Norway is a country of many spectacular landscapes. From the gentle rolling green hills surrounding Oslo, to the harsh snowy tundra of the Arctic and the towering mountains, cut by deep dark fjords, it is a land of breathtaking contrasts and beauty. Even amongst such natural splendour, however, one region stands out. The Lofoten Islands lie deep within the Arctic Circle and offer a wild beauty that can best be described as humbling; their majestic mountains rising vertically out of an inky-blue sea, leaving room for only a threadlike shore. This is the ‘Land of the Midnight Sun’, a place of dramatic landscapes, idyllic summers and abundant wildlife; a source of inspiration for many and the soul of northern Norway.
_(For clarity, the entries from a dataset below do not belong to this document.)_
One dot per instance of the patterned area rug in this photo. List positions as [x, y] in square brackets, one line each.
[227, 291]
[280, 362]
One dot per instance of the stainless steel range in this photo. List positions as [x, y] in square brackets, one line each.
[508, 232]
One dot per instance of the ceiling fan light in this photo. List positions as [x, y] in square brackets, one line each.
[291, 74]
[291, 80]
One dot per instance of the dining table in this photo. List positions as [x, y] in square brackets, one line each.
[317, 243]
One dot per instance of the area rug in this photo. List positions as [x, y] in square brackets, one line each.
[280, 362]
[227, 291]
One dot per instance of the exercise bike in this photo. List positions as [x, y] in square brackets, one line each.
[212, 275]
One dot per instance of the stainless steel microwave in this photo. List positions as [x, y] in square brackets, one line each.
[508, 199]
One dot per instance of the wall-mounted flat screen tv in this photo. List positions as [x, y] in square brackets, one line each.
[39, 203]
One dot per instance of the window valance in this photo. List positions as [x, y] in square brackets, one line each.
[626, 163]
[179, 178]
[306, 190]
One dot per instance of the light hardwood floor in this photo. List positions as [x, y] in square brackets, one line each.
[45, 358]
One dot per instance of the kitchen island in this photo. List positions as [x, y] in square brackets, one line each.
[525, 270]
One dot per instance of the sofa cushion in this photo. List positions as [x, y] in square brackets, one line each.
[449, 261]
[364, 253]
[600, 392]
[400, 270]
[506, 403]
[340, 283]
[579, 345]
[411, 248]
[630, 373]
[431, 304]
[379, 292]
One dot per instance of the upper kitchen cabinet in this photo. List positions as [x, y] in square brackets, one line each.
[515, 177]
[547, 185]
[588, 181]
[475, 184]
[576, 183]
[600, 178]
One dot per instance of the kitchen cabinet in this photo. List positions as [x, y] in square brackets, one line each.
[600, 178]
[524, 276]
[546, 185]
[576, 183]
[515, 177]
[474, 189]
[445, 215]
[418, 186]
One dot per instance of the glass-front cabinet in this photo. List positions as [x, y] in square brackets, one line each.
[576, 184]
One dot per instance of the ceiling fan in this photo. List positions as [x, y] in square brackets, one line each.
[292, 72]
Jutting out from the mainland, the Lofoten archipelago extends westwards far out into the Atlantic Ocean and it is this unique location that attracts such a wealth of wildlife. The open sea, the influence of the Gulf Stream and the proximity of the continental shelf offer a rare opportunity to experience the atmosphere and the excitement of an Arctic whale-watch with a difference. We hope to witness the natural phenomenon of Sperm Whales gathering on the edge on the continental shelf, where the warmer Atlantic currents and cold Arctic waters merge to create rich feeding grounds for some of the largest creatures on the planet. On land we will explore the spectacular birdlife in one of the world’s most beautiful and pristine archipelagos — travelling on the quiet roads that snake around beautiful fjords and through some dramatic countryside, where breathtaking views present themselves at every corner.
Our 6-day holiday begins with a flight to Bodø via Oslo, from where we transfer by ferry to Moskenes on the southern tip of the Lofoten islands. The scenery here is magnificent: dominated by mountains whose peaks form a jagged ridge across the skyline and which trap a string of tiny fishing villages tight against the shore. Our time exploring this spectacular region will be split between two nights at Moskenes on the southern tip of the Lofoten archipelago, and three nights on the island of Andøya, on the northern Vesterlån Islands.
Moskenes is a spectacular region that has been sculpted over the millennia by glaciers and other elemental forces, creating one of the wildest and most fascinating places in Norway. The area is characterised by sheer-faced mountains and some of the oldest rocks in Europe: approximately 3 billion years old. Here, rising to an altitude of 1,029 metres, Mount Hermannsdalstind dominates the western Lofotens and is one of the highest mountains in the archipelago. We will also embrace the rich cultural heritage of the Lofotens and during our time in the south of the islands we will observe the processing of the area’s most important export, ‘Stockfish’ (air-dried cod). Naturally, we will also be making frequent stops for birdwatching en route as we explore the region, including a visit to the wetlands at Leknes. During our stay in Moskenes, we may expect to see such species as Red and Black-throated Divers, Willow Ptarmigan, Rough-legged Buzzard, Merlin, Goosander, Golden Plover, Curlew, Ruff, Redpoll and Brambling.
Next we move north to Andøya, and on one day we will travel to the picturesque fishing village of Andenes for a day’s whale-watching, the undoubted highlight of the tour. On our way out to the whales’ feeding grounds we will visit seal and seabird colonies, where we will look for Fulmars, Kittiwakes, Common and Black Guillemots and Arctic Skuas, as well as lots of comical Puffins; we’ll also keep a look-out for the majestic White-tailed Eagles which are frequently seen here. By spending a whole morning out at sea we hope to optimise our chances of seeing several different species of cetacean. Although Sperm Whale, the largest of the toothed whales, is the most frequently observed species, we will also look out for Minke, Humpback and Long-finned Pilot Whales, as well as White-beaked Dolphins, and the distinctive tall dorsal fins that signal a patrolling pod of Orcas. While Andøya is not strictly part of the Lofotens, it is one of the most productive regions for birds, having a diverse avifauna representative of a wide range of habitats that includes mountains, moorlands, bogs, lakes and woodlands.
The magnificent scenery, wealth of bird and marine-life together with fresh Arctic air will surely combine into a unique and unforgettable experience, but the greatest experience of all is, perhaps, just being in the Lofoten Islands themselves. While nothing in nature is guaranteed, one thing is certain on this tour: enduring memories of awe-inspiring landscapes quite unlike any other in Europe!